Bis zu 1000 Arbeitslose gehen und kommen pro Monat in Remscheid

Wie die Arbeitsagentur auf einer Pressekonferenz mitteilte, ist der Arbeitsmarkt in Remscheid in Bewegung: „Der Arbeitsmarkt ist ein dynamischer Markt – es gibt viel Bewegung. So meldeten sich in Remscheid im Mai insgesamt 822 Personen bei der Agentur für Arbeit oder dem Jobcenter neu oder erneut arbeitslos. Das waren elf Arbeitslosmeldungen mehr als im April, aber 73 weniger als vor einem Jahr. Gleichzeitig beendeten 917 Menschen ihre Arbeitslosigkeit, 40 weniger als im Vormonat, aber 112 mehr als im Mai 2013.“

Diese Angaben zeigen, was in Remscheid los ist. Würde man dies auf ein Jahr hochrechnen, würden grob pro Jahr 12.000 Menschen sich neu arbeitslos melden und 12.000 aus der Statistik verschwinden (nicht unbedingt in neue Jobs).

Wenn sich 12.000 Menschen in Remscheid in einem Jahr arbeitslos melden, dann haben sich in fünf Jahren 60.000 Menschen in Remscheid arbeitslos gemeldet. Das sind dann rechnerisch fast alle Erwerbsfähigen in Remscheid.

Wer neu irgendwo anfängt ist immer der erste, der gehen muß und hat fast immer den Einstiegslohn.

Da beginnt die Armutsspirale, die durch die neuen Gesetze entstanden ist. Damit verlieren immer mehr Menschen in Remscheid ihren sozialen Status.

Die Dynamik am Arbeitsmarkt in der heutigen Form führt eben nicht zu dauerhafter Beschäftigung für viele.
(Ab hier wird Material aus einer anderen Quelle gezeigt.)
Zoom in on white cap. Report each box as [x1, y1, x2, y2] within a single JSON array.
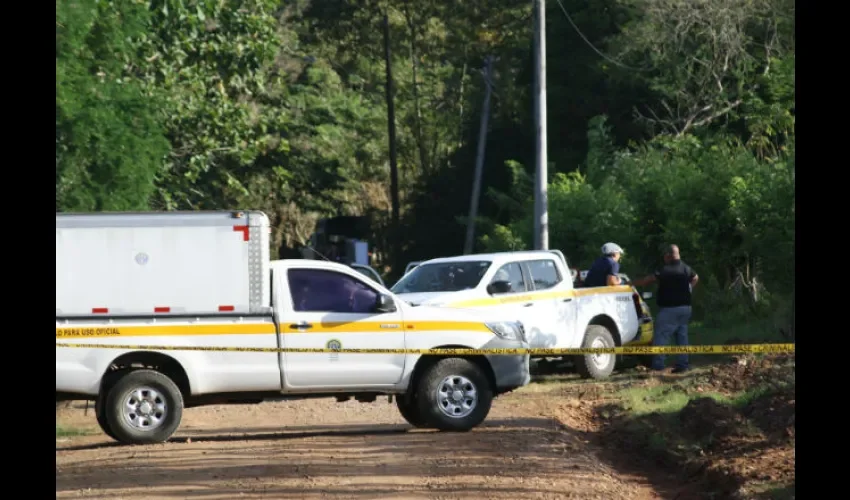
[[602, 242, 625, 255]]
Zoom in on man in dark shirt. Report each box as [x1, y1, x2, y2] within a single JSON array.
[[584, 243, 623, 287], [634, 245, 699, 373]]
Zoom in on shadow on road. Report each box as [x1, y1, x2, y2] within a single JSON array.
[[56, 418, 610, 498]]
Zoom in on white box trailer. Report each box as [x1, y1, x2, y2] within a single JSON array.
[[56, 211, 271, 318]]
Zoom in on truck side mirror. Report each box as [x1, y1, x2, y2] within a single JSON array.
[[375, 293, 396, 313], [487, 281, 511, 295]]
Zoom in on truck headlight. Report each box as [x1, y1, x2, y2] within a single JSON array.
[[486, 321, 525, 342]]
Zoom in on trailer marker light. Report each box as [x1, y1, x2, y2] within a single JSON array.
[[233, 226, 251, 241]]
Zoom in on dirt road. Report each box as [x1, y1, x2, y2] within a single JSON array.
[[56, 391, 670, 500]]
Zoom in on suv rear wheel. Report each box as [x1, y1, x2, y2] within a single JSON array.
[[575, 325, 617, 379]]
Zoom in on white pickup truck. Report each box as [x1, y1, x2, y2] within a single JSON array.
[[56, 211, 530, 444], [391, 250, 652, 379]]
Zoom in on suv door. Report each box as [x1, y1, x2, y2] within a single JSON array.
[[480, 262, 534, 332], [279, 266, 406, 389]]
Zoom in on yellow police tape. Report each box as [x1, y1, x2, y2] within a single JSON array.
[[56, 342, 796, 356]]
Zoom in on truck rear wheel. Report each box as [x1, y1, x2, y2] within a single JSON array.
[[94, 395, 118, 441], [104, 370, 183, 444], [415, 358, 493, 432], [575, 325, 617, 379], [395, 393, 428, 428]]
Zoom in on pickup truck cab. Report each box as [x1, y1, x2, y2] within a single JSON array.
[[392, 250, 652, 379], [56, 212, 530, 444]]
Nach Angabe der BM weist Herr Klebe extra darauf hin, daß „wir es hier nicht mit einem boomenden Arbeitsmarkt zu tun haben.“

Aber es kommt noch etwas hinzu: „In Remscheid bezogen im Dezember 2013 1.448 erwerbsfähige Leistungsberechtigte über 50 Jahre – das sind 75,8 Prozent – bereits zwei Jahre oder länger Hartz IV.“

Die Zahlen der Arbeitsgemeinschaft der freien Wohlfahrtspflege zeigen, daß arbeitslose Menschen über 50 zu 75 Prozent in Remscheid ohne Job bleiben.

Wenn man dies nun zusammen mit der Dynamik am Arbeitsmarkt betrachtet wird deutlich, daß die nächsten Jahre massive Probleme mit sich bringen werden, soziale und politische Verwerfungen extremen Ausmasses.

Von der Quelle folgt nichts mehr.